Achtung! Es handelt sich um den 2. Band einer Trilogie. Die einzelnen Bände der Reihe sind an sich unabhängig voneinander lesbar, weil in jedem Band andere Protagonisten im Vordergrund stehen. Dennoch könnte diese Rezension Spoiler zu Band 1 enthalten.
Inhalt:
May liebt ihr Zuhause in der Mulberry Mansion. Mit der Kürzung der Fördergelder wird es schwerer, die anstehenden Renovierungen zu bezahlen. Die einzige Lösung scheint ein Gespräch mit dem Sohn der Vizekanzlerin zu sein, um ihn zu bitten, sie umzustimmen. Doch das ist ausgerechnet Wesley Hastings, Mays Kommilitone, den sie aufgrund seiner Arroganz nicht ausstehen kann. Überraschenderweise lässt er sich schnell auf Mays Bitte ein, verlangt aber als Gegenleistung, dass sie ihm bei einem Projekt für die Uni hilft: Kann man jeden Menschen lieben?
Meine Meinung:
Es ist tatsächlich schon drei Jahre her, dass ich den ersten Band dieser Reihe gelesen habe. Ich habe mir immer vorgenommen, endlich weiterzulesen. Band 2 und 3 waren schnell bei mir eingezogen, weil mich vor allem der Schreibstil von Merit Niemeitz so beeindruckt hat. Jetzt habe ich es endlich geschafft, mir Band 2 vorzunehmen. Innerhalb kürzester Zeit hatte ich dieses wundervolle Buch durch und werde Band 3 nun definitiv nicht nochmal so lange auf dem SuB liegen lassen.

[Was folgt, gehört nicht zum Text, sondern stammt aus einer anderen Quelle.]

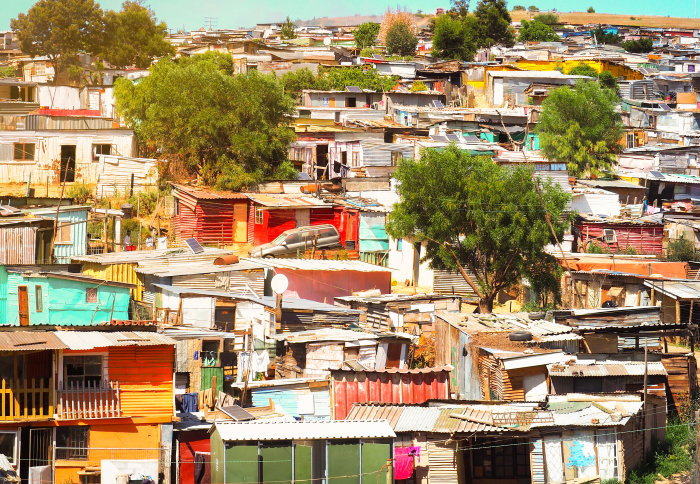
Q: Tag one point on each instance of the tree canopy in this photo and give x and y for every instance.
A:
(60, 29)
(229, 130)
(638, 46)
(455, 38)
(366, 34)
(535, 31)
(476, 216)
(494, 18)
(400, 40)
(132, 37)
(580, 127)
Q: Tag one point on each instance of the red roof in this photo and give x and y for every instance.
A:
(69, 112)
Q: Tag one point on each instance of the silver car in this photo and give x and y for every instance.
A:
(298, 240)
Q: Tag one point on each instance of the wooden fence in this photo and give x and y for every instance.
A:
(88, 400)
(25, 399)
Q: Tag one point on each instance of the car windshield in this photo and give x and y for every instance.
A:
(279, 239)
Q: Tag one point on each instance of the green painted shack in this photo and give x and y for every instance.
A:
(334, 451)
(34, 296)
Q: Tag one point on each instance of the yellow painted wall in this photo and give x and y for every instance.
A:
(117, 273)
(599, 65)
(113, 441)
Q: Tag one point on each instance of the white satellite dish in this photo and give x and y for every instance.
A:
(279, 283)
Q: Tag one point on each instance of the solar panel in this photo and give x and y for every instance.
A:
(194, 246)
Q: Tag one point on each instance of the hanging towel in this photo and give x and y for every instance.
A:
(403, 463)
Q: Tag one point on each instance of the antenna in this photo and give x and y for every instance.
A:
(211, 21)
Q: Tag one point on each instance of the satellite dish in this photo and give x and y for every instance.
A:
(279, 283)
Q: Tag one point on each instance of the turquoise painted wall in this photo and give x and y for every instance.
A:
(78, 245)
(64, 302)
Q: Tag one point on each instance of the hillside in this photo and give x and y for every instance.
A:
(583, 18)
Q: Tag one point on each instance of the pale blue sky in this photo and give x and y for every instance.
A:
(237, 13)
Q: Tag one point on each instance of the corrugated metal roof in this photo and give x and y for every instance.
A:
(30, 341)
(676, 289)
(334, 429)
(320, 265)
(87, 340)
(606, 368)
(207, 194)
(286, 201)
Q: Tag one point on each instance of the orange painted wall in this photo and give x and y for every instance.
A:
(113, 441)
(145, 376)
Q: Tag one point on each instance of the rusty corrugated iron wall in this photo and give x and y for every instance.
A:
(390, 386)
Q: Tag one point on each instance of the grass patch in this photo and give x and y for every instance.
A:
(672, 456)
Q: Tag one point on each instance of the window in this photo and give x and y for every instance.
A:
(81, 370)
(39, 298)
(72, 442)
(8, 445)
(64, 233)
(24, 152)
(98, 150)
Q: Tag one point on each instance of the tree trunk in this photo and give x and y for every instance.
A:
(486, 304)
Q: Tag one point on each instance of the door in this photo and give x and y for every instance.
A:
(68, 163)
(23, 296)
(240, 222)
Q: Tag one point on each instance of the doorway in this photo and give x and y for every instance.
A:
(23, 296)
(321, 162)
(67, 163)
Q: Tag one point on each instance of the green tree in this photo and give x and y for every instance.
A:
(580, 127)
(400, 40)
(366, 34)
(60, 29)
(494, 18)
(296, 81)
(288, 29)
(477, 216)
(602, 36)
(339, 78)
(638, 46)
(455, 38)
(608, 80)
(583, 70)
(133, 37)
(459, 9)
(229, 130)
(536, 32)
(547, 18)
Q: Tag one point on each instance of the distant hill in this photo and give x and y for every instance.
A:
(583, 18)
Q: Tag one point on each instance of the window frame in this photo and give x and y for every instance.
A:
(13, 459)
(24, 151)
(89, 293)
(96, 155)
(60, 239)
(75, 452)
(103, 367)
(39, 298)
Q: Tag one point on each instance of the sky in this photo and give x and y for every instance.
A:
(192, 14)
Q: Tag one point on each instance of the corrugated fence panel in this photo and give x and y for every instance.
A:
(145, 375)
(17, 245)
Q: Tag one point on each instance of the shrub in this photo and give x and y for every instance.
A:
(680, 250)
(79, 193)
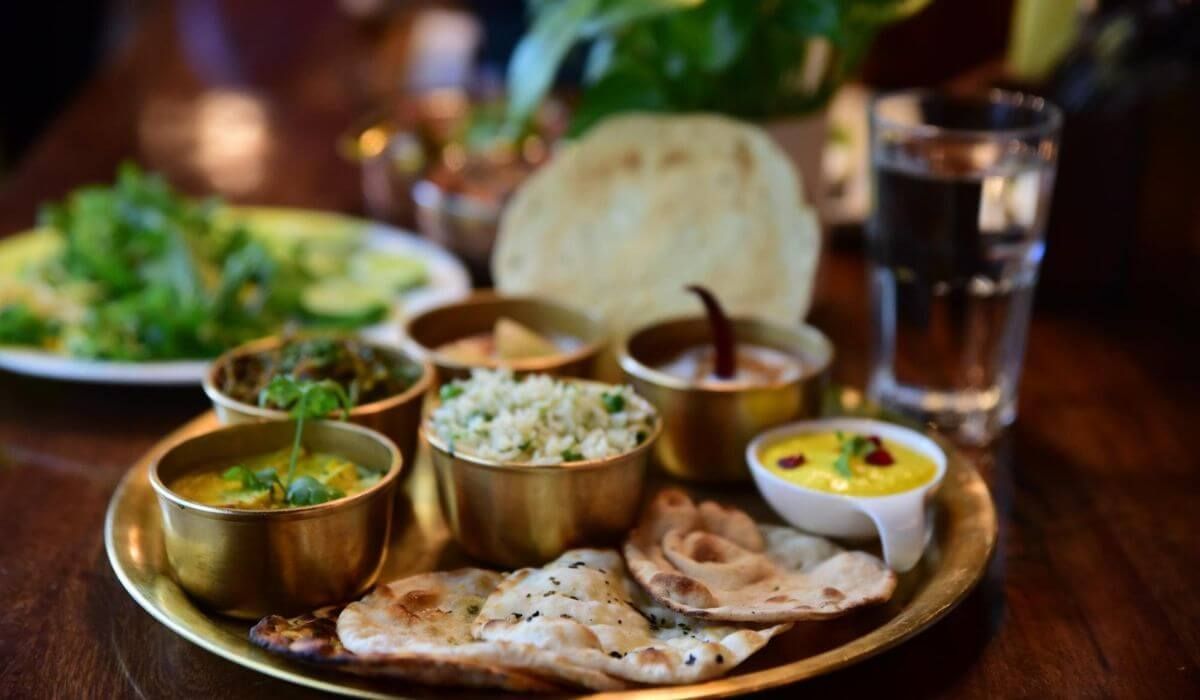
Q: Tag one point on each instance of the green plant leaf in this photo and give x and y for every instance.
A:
(624, 89)
(811, 17)
(538, 57)
(247, 479)
(307, 491)
(616, 15)
(708, 37)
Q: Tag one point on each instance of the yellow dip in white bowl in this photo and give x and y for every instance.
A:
(851, 478)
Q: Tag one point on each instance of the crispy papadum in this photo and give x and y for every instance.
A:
(714, 562)
(430, 616)
(621, 221)
(313, 639)
(585, 609)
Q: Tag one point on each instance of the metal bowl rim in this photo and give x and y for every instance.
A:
(295, 513)
(529, 467)
(640, 370)
(589, 348)
(220, 399)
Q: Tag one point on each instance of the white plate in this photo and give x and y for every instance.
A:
(448, 280)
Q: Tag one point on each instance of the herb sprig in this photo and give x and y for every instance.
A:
(305, 399)
(856, 446)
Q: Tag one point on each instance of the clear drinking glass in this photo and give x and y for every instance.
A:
(961, 190)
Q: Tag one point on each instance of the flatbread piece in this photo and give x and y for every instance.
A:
(622, 220)
(585, 609)
(714, 562)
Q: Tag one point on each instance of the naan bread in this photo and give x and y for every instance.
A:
(430, 617)
(313, 639)
(715, 563)
(621, 221)
(586, 610)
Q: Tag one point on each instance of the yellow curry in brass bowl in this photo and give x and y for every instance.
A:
(851, 465)
(258, 483)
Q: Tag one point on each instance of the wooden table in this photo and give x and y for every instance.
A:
(1096, 586)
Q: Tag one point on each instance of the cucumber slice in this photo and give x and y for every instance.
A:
(390, 271)
(343, 301)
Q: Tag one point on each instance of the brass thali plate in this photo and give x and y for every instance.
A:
(961, 544)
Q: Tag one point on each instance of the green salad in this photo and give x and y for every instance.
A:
(136, 271)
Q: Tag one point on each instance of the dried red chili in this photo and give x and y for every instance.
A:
(791, 461)
(724, 342)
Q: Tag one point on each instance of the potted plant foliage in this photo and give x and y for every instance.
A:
(773, 61)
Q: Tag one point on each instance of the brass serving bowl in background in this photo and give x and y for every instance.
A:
(399, 417)
(249, 563)
(519, 514)
(427, 331)
(707, 426)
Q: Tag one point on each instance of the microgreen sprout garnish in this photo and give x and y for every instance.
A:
(259, 480)
(613, 402)
(305, 399)
(849, 448)
(724, 340)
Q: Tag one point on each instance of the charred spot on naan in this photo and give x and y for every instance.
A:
(684, 588)
(310, 638)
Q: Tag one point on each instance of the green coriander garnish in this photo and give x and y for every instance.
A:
(305, 399)
(849, 448)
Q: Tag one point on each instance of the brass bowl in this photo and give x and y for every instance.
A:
(427, 331)
(519, 514)
(397, 417)
(707, 426)
(250, 563)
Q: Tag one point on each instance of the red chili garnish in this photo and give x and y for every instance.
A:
(724, 341)
(791, 461)
(880, 458)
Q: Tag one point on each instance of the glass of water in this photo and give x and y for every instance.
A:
(961, 190)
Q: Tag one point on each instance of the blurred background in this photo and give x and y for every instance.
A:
(419, 112)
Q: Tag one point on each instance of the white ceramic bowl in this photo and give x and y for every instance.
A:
(898, 520)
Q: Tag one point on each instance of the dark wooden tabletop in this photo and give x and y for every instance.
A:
(1096, 586)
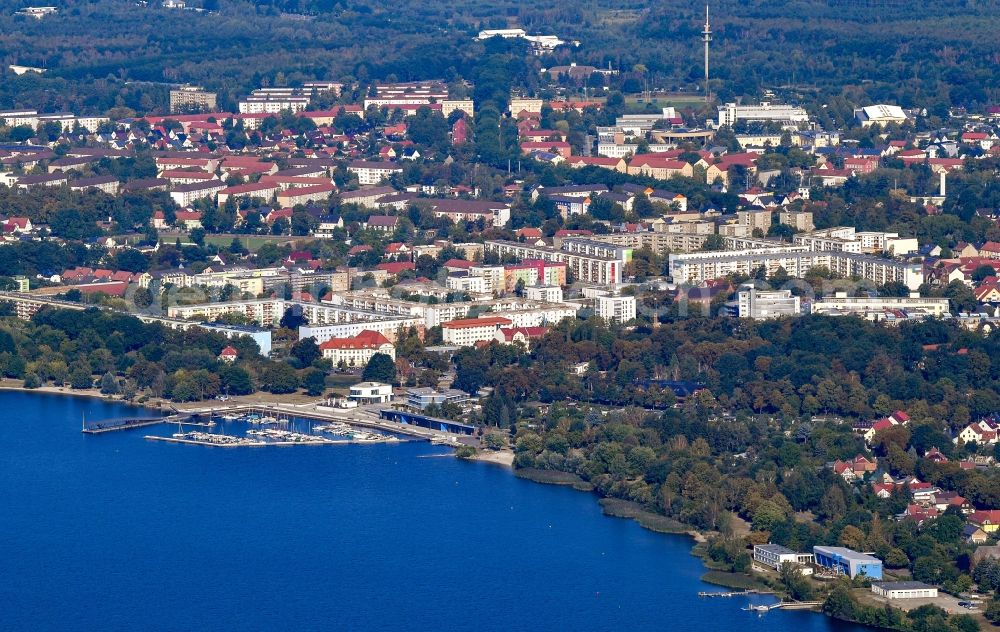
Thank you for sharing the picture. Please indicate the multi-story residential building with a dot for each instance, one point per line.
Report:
(659, 167)
(796, 261)
(188, 98)
(450, 105)
(730, 113)
(357, 350)
(108, 184)
(755, 220)
(591, 268)
(874, 307)
(848, 562)
(325, 320)
(799, 220)
(763, 304)
(775, 556)
(615, 309)
(517, 105)
(369, 172)
(251, 190)
(274, 101)
(185, 194)
(366, 197)
(547, 293)
(469, 331)
(539, 316)
(465, 282)
(303, 195)
(534, 272)
(880, 115)
(496, 214)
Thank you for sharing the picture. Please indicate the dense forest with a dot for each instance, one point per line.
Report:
(100, 57)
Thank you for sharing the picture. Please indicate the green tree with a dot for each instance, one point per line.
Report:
(380, 368)
(314, 382)
(306, 351)
(279, 377)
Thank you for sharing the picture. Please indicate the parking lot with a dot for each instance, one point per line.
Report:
(947, 602)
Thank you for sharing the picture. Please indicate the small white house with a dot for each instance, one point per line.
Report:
(904, 590)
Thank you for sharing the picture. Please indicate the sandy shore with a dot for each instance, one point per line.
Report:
(93, 393)
(502, 457)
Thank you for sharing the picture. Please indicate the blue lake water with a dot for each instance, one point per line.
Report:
(113, 532)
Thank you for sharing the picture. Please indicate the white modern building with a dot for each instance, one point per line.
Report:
(775, 555)
(796, 261)
(763, 304)
(880, 115)
(872, 307)
(597, 263)
(615, 309)
(547, 293)
(730, 113)
(371, 393)
(373, 172)
(904, 590)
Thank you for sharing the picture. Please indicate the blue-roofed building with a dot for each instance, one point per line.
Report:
(845, 561)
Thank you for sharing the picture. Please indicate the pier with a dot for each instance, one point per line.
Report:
(785, 605)
(129, 423)
(734, 593)
(123, 423)
(312, 412)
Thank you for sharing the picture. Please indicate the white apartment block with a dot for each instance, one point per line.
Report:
(467, 332)
(870, 307)
(775, 555)
(185, 194)
(763, 304)
(796, 261)
(547, 293)
(187, 97)
(373, 172)
(799, 220)
(730, 113)
(847, 239)
(585, 267)
(538, 316)
(274, 101)
(466, 283)
(325, 320)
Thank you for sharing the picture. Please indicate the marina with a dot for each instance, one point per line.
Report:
(272, 425)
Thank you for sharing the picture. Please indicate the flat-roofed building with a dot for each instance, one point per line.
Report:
(796, 261)
(730, 113)
(904, 590)
(584, 266)
(370, 393)
(845, 561)
(775, 555)
(870, 307)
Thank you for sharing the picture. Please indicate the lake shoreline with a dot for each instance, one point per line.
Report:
(611, 507)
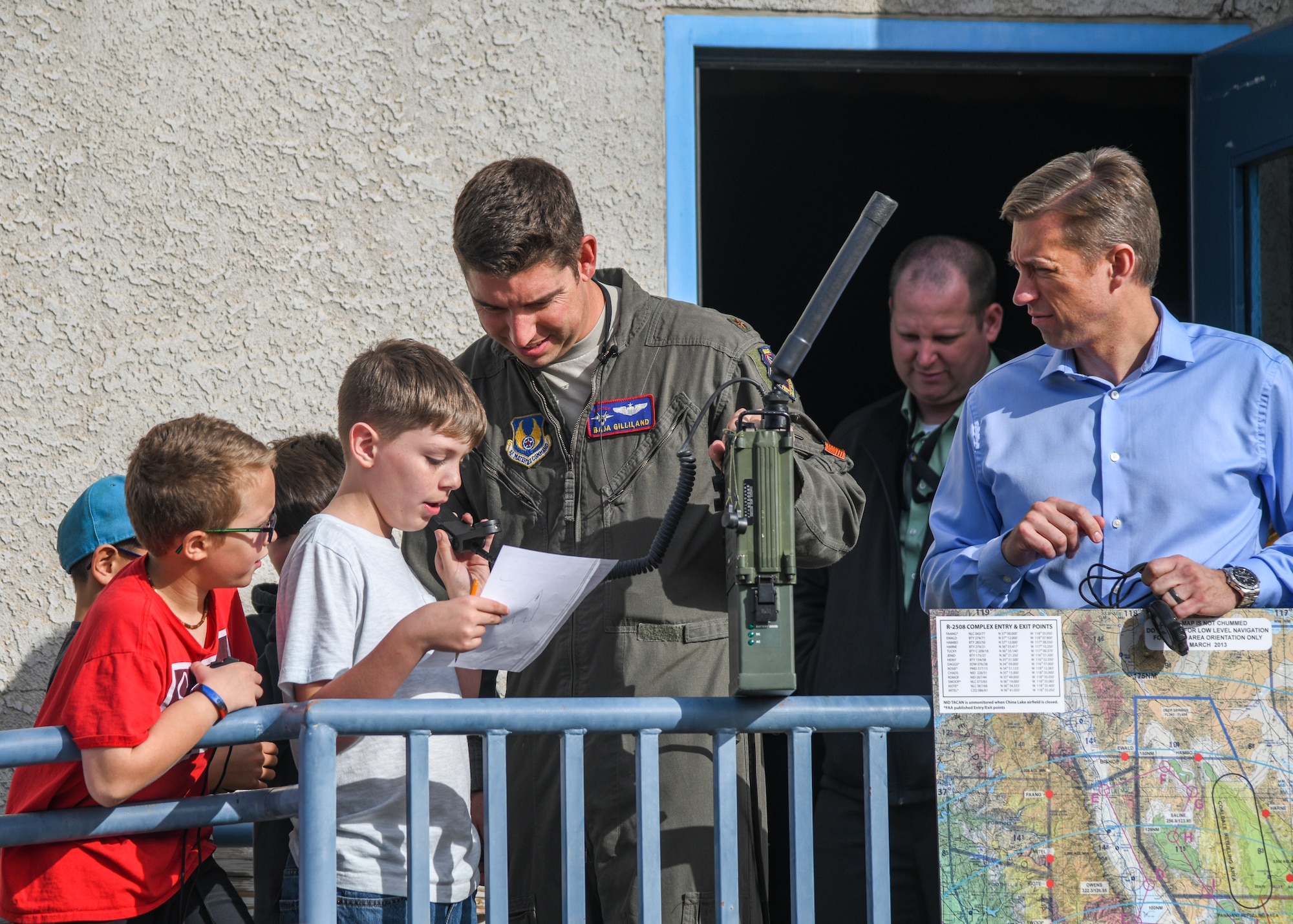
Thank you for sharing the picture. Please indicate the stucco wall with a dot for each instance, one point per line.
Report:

In diesem zweiten Band stehen May Little und Wesley Hastings im Vordergrund. Beide studieren Psychologie und kennen sich flüchtig aus den gemeinsamen Kursen. May ist dabei sehr engagiert, fleißig und ehrgeizig, während Wesley eher entspannt bleibt, oft zu spät kommt und die Uni generell nicht so ernst zu nehmen scheint. Die Geschichte wird hauptsächlich aus der Ich-Perspektive von May erzählt, sodass man ihre Gedanken und Gefühle sehr gut kennenlernt. Zwischendurch kommen noch einige Kapitel aus der Ich-Perspektive von Wes hinzu, wodurch er mehr an Tiefe gewinnt.
Auf den ersten Blick wirken beiden sehr unterschiedlich. Sie könnten gegensätzlicher kaum sein. Doch die Geschichte zeigt, dass es sich immer lohnt, genauer hinzuschauen und den Menschen hinter der Fassade besser kennenzulernen. Sowohl May als auch Wes haben Ängste und Zweifel in sich, die aus ihrer Vergangenheit stammen. Ich fand beide sehr authentisch dargestellt. Im Laufe der Geschichte erlebt man, wie sie sich Schritt für Schritt öffnen, sich ihren inneren Konflikten stellen und langsam lernen, sich selbst und einander zu vertrauen. Das Projekt bietet dabei einen Rahmen, ohne den diese Entwicklung vermutlich nicht passiert wäre.
Die Geschichte der beiden hat mich sehr berührt, vor allem die gemeinsame Entwicklung von May und Wes. Es fühlte sich sehr authentisch und glaubwürdig an, weil es voller kleiner, bedeutungsvoller Momente war, die durch den wunderschönen Schreibstil der Autorin sehr gut zur Geltung kommen. Ich bin beeindruckt von ihrer Sprache, die wie ein leiser Fluss aus Gedanken und Gefühlen wirkt. Man wird sanft mitgezogen und das nicht nur in den großen Momenten, sondern vor allem in den kleinen, leisen Zwischentönen. Es ist schon fast poetisch wie die Emotionen übermittelt werden. Man liest nicht einfach, man spürt.
Ich habe die Geschichte gefühlt und genau dadurch wurde sie so intensiv für mich. Für mich ist dieses Buch ein echtes Herzenswerk, das noch lange nachhallen wird. Ich freue mich jetzt auf Band 3.